(I repeat what I posted here.)Maybe I'm just dense, but it sure seems to me that the Busholini Regime has printed up a "
Get Out Of Jail Free" card for every member of the military, and possibly any "contractor" as well, charged with
abusing detainees at any of the couple of dozen concentration camps this regime is now running. Let me see if I understand this.
An "illegal order" is one that's contrary to UCMJ and the pertinent laws, both domestic and international, that the UCMJ holds sovereign. The Executive Branch is solely vested with enforcement, not enactment nor interpretation, of laws. Yet the Executive Branch, particularly in both the Department of Justice and the Department of Defense, has established as the policy of the Executive Branch that the Commander in Chief can,
without breaking the law, order treatment of "detainees" consistent with the treatment that has resulted in courts martial of some enlisted folks.

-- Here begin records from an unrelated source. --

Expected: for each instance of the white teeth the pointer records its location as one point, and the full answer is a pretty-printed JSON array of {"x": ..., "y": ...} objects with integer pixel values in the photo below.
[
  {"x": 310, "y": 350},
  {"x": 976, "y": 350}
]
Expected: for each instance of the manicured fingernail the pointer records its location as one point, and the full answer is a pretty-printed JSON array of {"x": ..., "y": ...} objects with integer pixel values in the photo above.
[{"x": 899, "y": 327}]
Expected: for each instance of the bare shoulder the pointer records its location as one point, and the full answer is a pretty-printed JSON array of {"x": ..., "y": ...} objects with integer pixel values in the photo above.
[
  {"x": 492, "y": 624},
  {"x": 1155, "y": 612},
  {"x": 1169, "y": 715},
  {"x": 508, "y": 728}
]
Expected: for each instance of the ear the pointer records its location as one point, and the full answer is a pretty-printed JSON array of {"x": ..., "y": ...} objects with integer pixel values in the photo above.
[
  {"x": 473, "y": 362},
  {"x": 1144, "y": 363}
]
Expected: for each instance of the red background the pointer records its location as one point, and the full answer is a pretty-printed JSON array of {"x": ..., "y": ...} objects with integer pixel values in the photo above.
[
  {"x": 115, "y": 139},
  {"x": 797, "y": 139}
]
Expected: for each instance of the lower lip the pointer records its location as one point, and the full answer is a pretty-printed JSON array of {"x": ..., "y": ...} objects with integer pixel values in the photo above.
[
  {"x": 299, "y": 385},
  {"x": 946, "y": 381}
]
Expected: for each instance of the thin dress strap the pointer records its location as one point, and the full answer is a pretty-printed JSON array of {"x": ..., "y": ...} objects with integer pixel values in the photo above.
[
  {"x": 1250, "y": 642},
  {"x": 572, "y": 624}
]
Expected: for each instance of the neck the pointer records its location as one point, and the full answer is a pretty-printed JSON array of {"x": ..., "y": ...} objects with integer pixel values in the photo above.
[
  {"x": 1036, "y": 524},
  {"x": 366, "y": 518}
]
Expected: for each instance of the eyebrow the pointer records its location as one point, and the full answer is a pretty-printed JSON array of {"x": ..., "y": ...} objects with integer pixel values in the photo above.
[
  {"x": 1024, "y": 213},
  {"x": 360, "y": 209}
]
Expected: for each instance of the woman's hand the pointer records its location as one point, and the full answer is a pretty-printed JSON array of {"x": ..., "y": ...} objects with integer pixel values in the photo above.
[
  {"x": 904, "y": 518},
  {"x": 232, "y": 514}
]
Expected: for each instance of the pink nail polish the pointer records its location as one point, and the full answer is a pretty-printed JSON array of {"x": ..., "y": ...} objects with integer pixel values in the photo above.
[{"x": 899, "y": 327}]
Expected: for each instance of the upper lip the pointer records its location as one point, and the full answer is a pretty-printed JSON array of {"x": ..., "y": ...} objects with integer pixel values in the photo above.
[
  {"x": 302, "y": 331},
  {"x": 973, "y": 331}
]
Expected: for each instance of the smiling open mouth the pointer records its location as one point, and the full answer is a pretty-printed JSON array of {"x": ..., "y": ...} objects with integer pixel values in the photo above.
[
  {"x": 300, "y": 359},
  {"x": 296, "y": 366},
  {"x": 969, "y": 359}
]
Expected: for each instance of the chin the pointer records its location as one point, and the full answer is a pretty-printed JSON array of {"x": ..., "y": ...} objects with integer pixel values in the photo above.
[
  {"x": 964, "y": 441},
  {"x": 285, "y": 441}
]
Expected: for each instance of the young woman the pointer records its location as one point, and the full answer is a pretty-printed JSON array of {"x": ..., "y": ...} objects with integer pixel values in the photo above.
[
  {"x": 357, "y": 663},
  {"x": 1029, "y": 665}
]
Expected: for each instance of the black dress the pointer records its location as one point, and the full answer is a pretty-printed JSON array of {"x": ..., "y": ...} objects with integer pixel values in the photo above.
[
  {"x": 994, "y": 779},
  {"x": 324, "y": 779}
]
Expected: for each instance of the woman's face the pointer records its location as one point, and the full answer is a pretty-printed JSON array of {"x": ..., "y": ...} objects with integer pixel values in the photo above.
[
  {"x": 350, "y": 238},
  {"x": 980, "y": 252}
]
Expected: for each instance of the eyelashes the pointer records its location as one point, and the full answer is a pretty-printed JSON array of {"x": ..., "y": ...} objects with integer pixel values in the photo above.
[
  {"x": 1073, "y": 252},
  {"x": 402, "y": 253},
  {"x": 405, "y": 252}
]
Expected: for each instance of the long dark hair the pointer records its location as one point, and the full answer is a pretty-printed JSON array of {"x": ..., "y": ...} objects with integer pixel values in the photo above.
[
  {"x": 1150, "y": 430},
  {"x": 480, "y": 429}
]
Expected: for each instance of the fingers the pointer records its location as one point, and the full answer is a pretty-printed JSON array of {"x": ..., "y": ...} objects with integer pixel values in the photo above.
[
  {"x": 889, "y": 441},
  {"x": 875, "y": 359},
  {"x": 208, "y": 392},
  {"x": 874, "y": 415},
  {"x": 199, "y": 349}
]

Now, unless they were specifically ordered
not to treat these prisoners in the ways they did, just what can they be convicted of? After all, if that treatment can be ordered at all, then it must be "legal," right? Doing something without a specific order is usually called "initiative" in the military. So, if it's not illegal and it's not contrary to an order ... what's the government's case?

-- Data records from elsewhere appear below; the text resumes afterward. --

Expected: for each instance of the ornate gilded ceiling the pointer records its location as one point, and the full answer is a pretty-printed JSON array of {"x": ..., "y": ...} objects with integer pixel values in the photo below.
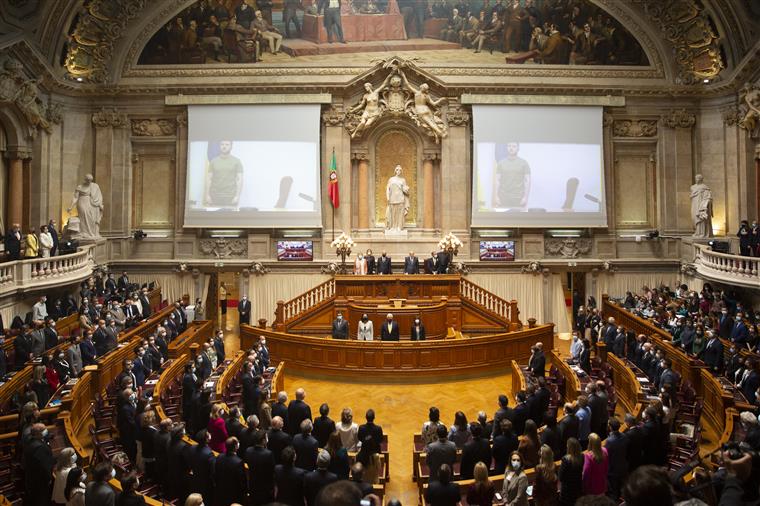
[{"x": 684, "y": 42}]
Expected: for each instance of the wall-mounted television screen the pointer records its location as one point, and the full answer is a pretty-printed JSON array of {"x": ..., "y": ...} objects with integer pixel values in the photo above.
[
  {"x": 497, "y": 251},
  {"x": 297, "y": 251}
]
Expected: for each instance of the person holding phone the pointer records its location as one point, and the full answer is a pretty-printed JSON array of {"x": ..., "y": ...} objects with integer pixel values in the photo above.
[{"x": 515, "y": 489}]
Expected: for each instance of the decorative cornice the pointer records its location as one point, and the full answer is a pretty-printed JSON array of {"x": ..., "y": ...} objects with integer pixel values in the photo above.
[
  {"x": 155, "y": 127},
  {"x": 635, "y": 128},
  {"x": 110, "y": 117},
  {"x": 679, "y": 118}
]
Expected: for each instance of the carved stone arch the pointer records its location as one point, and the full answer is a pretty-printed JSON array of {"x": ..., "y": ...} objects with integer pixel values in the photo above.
[{"x": 383, "y": 160}]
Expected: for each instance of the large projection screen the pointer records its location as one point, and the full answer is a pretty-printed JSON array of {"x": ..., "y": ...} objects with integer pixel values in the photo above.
[
  {"x": 253, "y": 166},
  {"x": 538, "y": 166}
]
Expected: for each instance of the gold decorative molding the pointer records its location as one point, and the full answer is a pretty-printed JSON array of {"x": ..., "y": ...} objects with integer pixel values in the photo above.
[
  {"x": 679, "y": 118},
  {"x": 688, "y": 26},
  {"x": 156, "y": 127},
  {"x": 635, "y": 128},
  {"x": 110, "y": 117}
]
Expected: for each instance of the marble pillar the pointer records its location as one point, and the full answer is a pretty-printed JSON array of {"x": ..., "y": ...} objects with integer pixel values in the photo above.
[{"x": 363, "y": 192}]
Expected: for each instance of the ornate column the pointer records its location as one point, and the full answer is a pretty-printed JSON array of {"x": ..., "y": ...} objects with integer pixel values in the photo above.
[
  {"x": 112, "y": 169},
  {"x": 428, "y": 190},
  {"x": 362, "y": 193},
  {"x": 17, "y": 160}
]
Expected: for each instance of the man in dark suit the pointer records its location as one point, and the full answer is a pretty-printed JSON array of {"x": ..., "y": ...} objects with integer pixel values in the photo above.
[
  {"x": 568, "y": 426},
  {"x": 38, "y": 466},
  {"x": 384, "y": 264},
  {"x": 340, "y": 327},
  {"x": 431, "y": 264},
  {"x": 244, "y": 309},
  {"x": 202, "y": 464},
  {"x": 476, "y": 450},
  {"x": 54, "y": 234},
  {"x": 306, "y": 447},
  {"x": 277, "y": 439},
  {"x": 418, "y": 330},
  {"x": 323, "y": 425},
  {"x": 713, "y": 353},
  {"x": 298, "y": 411},
  {"x": 411, "y": 264},
  {"x": 389, "y": 329},
  {"x": 537, "y": 362},
  {"x": 229, "y": 473},
  {"x": 371, "y": 433},
  {"x": 617, "y": 447},
  {"x": 260, "y": 470},
  {"x": 13, "y": 243},
  {"x": 316, "y": 480}
]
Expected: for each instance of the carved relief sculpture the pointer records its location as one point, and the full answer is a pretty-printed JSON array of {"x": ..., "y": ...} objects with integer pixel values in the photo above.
[
  {"x": 701, "y": 208},
  {"x": 88, "y": 200}
]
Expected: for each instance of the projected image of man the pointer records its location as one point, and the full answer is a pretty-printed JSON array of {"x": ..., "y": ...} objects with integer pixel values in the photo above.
[
  {"x": 224, "y": 178},
  {"x": 512, "y": 178}
]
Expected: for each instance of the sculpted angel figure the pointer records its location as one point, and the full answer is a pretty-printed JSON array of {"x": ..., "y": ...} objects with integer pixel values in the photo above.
[
  {"x": 424, "y": 108},
  {"x": 373, "y": 109}
]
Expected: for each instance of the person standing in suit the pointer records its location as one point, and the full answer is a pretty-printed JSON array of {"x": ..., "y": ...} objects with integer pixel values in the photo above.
[
  {"x": 260, "y": 470},
  {"x": 537, "y": 362},
  {"x": 431, "y": 264},
  {"x": 229, "y": 475},
  {"x": 411, "y": 264},
  {"x": 298, "y": 411},
  {"x": 418, "y": 330},
  {"x": 366, "y": 329},
  {"x": 244, "y": 310},
  {"x": 389, "y": 330},
  {"x": 340, "y": 327},
  {"x": 384, "y": 264},
  {"x": 370, "y": 259}
]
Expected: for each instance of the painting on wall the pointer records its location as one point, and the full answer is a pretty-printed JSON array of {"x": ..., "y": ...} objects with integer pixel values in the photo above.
[{"x": 559, "y": 32}]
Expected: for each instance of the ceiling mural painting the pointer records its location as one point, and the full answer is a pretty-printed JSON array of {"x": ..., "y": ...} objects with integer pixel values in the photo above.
[{"x": 488, "y": 32}]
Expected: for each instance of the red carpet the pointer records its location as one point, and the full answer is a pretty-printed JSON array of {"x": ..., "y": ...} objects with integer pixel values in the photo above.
[{"x": 301, "y": 47}]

Furthermore, it seems to me, if the people (Bush, Cheney, Rumsfeld, Ashcroft, Gonzalez, et. al.) who've opened this Pandora's Box aren't prosecuted, they've permanently established the permissable nature of this treatment of prisoners except in cases where, by order, it's specifically prohibited. But it's
not generally regarded as 'illegal' anymore once the CinC claims he
can order it. (
After all, in this regard the CinC is as subject to what's legal or illegal as anyone else, right?)

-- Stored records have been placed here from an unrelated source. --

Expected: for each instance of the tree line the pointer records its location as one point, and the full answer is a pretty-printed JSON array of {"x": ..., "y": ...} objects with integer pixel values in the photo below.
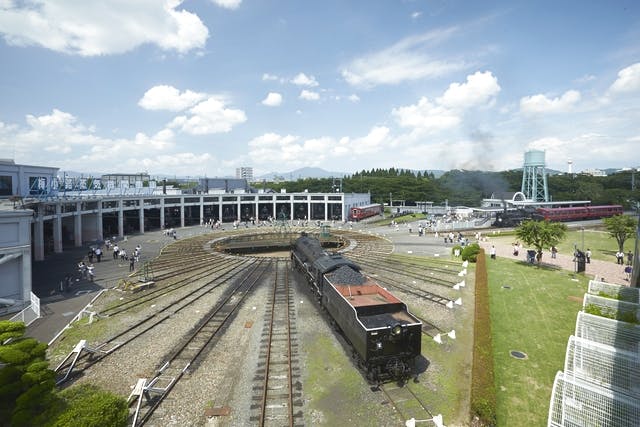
[{"x": 468, "y": 188}]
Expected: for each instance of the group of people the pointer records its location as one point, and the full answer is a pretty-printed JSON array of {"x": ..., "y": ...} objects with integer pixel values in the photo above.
[
  {"x": 620, "y": 257},
  {"x": 86, "y": 271}
]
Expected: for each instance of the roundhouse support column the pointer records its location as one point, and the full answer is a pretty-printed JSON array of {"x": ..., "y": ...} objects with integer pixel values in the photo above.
[
  {"x": 201, "y": 210},
  {"x": 121, "y": 218},
  {"x": 181, "y": 211},
  {"x": 57, "y": 230},
  {"x": 141, "y": 215},
  {"x": 162, "y": 223},
  {"x": 99, "y": 221},
  {"x": 38, "y": 235},
  {"x": 77, "y": 225},
  {"x": 26, "y": 273}
]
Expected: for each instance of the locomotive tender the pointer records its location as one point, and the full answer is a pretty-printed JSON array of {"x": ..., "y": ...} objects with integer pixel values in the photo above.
[
  {"x": 384, "y": 335},
  {"x": 362, "y": 212}
]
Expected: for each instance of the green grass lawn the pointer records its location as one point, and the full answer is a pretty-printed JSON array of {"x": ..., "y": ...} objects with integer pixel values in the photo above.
[
  {"x": 535, "y": 316},
  {"x": 603, "y": 246}
]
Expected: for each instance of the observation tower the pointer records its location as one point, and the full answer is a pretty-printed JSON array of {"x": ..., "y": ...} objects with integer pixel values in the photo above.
[{"x": 534, "y": 177}]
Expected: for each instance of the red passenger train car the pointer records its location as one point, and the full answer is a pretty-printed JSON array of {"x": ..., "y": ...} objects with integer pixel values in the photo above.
[
  {"x": 578, "y": 213},
  {"x": 362, "y": 212}
]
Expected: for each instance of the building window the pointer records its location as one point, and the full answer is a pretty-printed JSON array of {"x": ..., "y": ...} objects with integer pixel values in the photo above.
[{"x": 6, "y": 185}]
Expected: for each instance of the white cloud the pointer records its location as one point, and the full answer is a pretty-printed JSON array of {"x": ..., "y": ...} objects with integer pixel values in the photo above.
[
  {"x": 60, "y": 140},
  {"x": 426, "y": 116},
  {"x": 480, "y": 89},
  {"x": 292, "y": 151},
  {"x": 227, "y": 4},
  {"x": 447, "y": 111},
  {"x": 208, "y": 117},
  {"x": 309, "y": 95},
  {"x": 303, "y": 80},
  {"x": 376, "y": 140},
  {"x": 406, "y": 60},
  {"x": 274, "y": 149},
  {"x": 542, "y": 104},
  {"x": 273, "y": 99},
  {"x": 628, "y": 79},
  {"x": 169, "y": 98},
  {"x": 102, "y": 28}
]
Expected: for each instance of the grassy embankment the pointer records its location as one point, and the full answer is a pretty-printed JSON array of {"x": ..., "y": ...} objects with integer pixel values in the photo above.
[{"x": 533, "y": 310}]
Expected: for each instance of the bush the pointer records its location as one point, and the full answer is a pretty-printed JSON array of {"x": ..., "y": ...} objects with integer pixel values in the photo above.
[
  {"x": 483, "y": 393},
  {"x": 456, "y": 248},
  {"x": 470, "y": 252},
  {"x": 89, "y": 406}
]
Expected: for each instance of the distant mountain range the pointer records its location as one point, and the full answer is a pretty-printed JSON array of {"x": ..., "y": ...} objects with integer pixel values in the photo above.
[
  {"x": 316, "y": 173},
  {"x": 301, "y": 173}
]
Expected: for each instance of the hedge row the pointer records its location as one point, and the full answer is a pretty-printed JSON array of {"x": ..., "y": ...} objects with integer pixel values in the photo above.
[{"x": 483, "y": 393}]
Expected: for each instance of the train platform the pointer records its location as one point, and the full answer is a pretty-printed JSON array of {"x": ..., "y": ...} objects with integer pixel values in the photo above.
[{"x": 58, "y": 306}]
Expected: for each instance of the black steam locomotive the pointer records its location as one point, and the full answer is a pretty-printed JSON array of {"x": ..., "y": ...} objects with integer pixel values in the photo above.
[{"x": 385, "y": 337}]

When DimSon repeatedly claims he didn't order the torture of prisoners, he's specifically avoiding the fact that he didn't prevent or prohibit it, either.
Notice that Rumsfeld didn't prohibit it either ... he said it was OK in early December 2003 and then "withdrew his permission" on January 15. This clearly sent the message it was "legal" ... because the SecDef wouldn't do something illegal, would he?In other words, they
LIHOP ... even more far-reaching than 9/11, methinks.